午後1時20分。
平泉についたとたんに雨が降り出した。
平泉のおもだった遺跡は毛越寺、中尊寺、観自在王院跡、無量光院跡などで、資料館も町立平泉文化遺産センターと、岩手県立平泉世界遺産ガイダンスセンターがある。
いずれも歩いて回れる。
雨になるのはわかっていたし、翌日は晴れの予報だったため、まずは中尊寺に向かった。
中尊寺には林があり、雨が映える。
他方、毛越寺の庭園は広々と開けており、晴れてこそ映えるから翌日にまわす。
中尊寺に向けて、駅前通りをまっすぐ数ブロック歩いて無量光院跡を横目に見ながら左折、さらに数百メートル行くと文化遺産センターがある。
↓地図とパンフレット
https://hiraizumi.or.jp/info/pdf/hiraizumi_sekaiisan_jp.pdf
奇しくも、あるいは必然か。
後に南朝方として奥州に蟠踞した北畠顕家も、熊野と同じ太平洋側の伊勢を根拠地とする。
太平洋側の伊勢から奥州へのつながりを想起させる。
平泉は、前九年・後三年の役を経て台頭した、秀郷流藤原氏を名乗る藤原清衡により開かれた。
このように名乗って入るのだが、中尊寺の建立の経緯を示した巻物には、自らを蝦夷と名乗り、朝廷からの独立を寿いでいる。
後の日の本将軍安藤氏や、蝦夷地に影響力を行使した蠣崎氏=松前氏と同様に、蝦夷に対する顔(あるいは蝦夷としての自己認識や権威)と、朝廷に対する顔を使い分けていたのかもしれない。
文化遺産センターでは、朝廷に服属させられた被支配者としての奥州、という認識を明確に示しており、書物ではなく直に現場でみせられると、面食らうと同時に非常に興味深い視点であった。
雨の中尊寺を選んだのには、ビジュアルな要素以外にも理由がある。
芭蕉は、
五月雨を降り残してや光堂
という句を遺している。
この平泉の堂宇は五月雨などの風雨で朽ちていったとしても、この金色堂だけには降らなかったのだろうか、今も光り輝いている。
といったほどの大意である。
この風情は、雨だからこそ感じられよう。
(芭蕉は、奥の細道で奥州平泉をフィーチャーしているが、無類の木曽義仲のファンでもあったという。
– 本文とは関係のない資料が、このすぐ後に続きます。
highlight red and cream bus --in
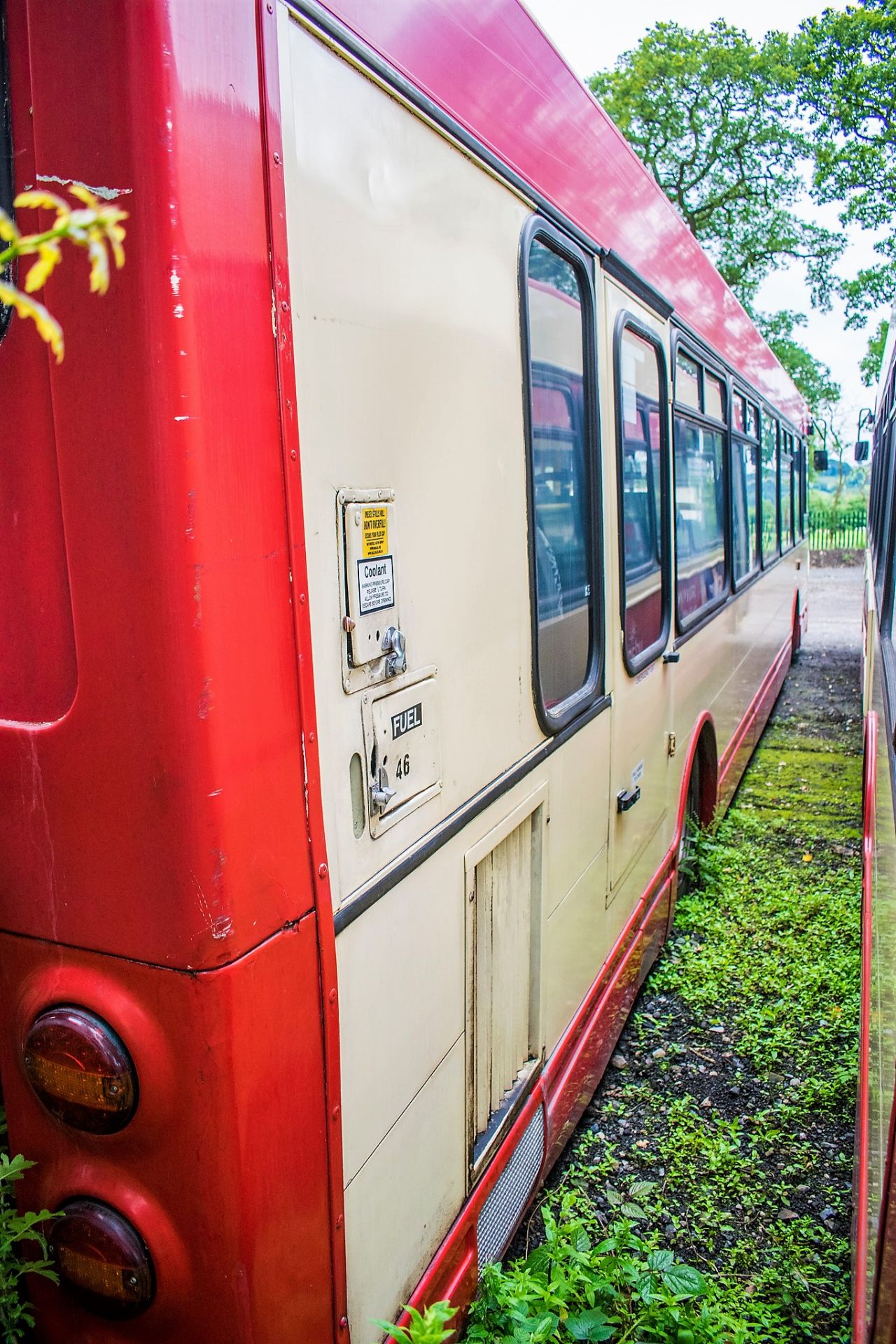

滅亡したものの声なき声に寄せるノスタルジーであり、安定した江戸時代だからこそ可能であった歴史回顧かもしれない。)
案の定、雨だからこその良さがある。
ところで、平泉の資料館などをのぞいてもわかるのは、藤原三代は当然としても、その他には芭蕉に対して言及するのみで、他の歴史的事象への言及はあまりない。
この他にも、例えば歌人であれば、同じ秀郷流の出であることから平泉と交流のあった歌人、西行を忘れてはなるまい。
政治・戦争の歴史でいえば、南北朝期に後醍醐天皇の南朝重心として、欧州に勢力圏を形成して京都進撃を画策した北畠顕家がある。
彼は、国守として奥州に下行して勢力圏を気付いて以来、本拠地である伊勢と奥州を股にかけて足利など北朝勢力を挟撃しようとしたのである。
こうした資料への言及もあればより面白かったかもしれない。
北海道は桜が咲き始めるか否かであったが、平泉は桜が散り際であった。
新幹線などの鉄道で南下すると、季節の移ろいが感じやすく風情がある。
中尊寺の本堂である。
中尊寺は特殊な寺のようで、本堂が寺の本体のようではあるが、中世期には、「金色堂別当」なる職があったようだ。
金色堂だけで独立した荘園経営主体だったようで、一関市に今でも原型を残す旧荘園、骨寺村などを有していたという。
金色堂の撮影はできない。
しかし、見て損はない。
わざわざ平泉に寄り道してでも見るべきである。
漆の上に金箔を張り巡らせた外観はもちろん、内装の螺鈿細工と仏像群は必見である。
あれほど全面に、それも東南アジア産のヤコウガイの螺鈿細工を施す。平安末期の物流の繁栄ぶりを感じずにはいられない。
平泉からは、多くの瀬戸常滑や渥美の焼き物が出ている。青磁白磁の類もある。
後の北畠の動員力などを考えても、太平洋側航路がかなり昔から活発に開発されていたことがわかる。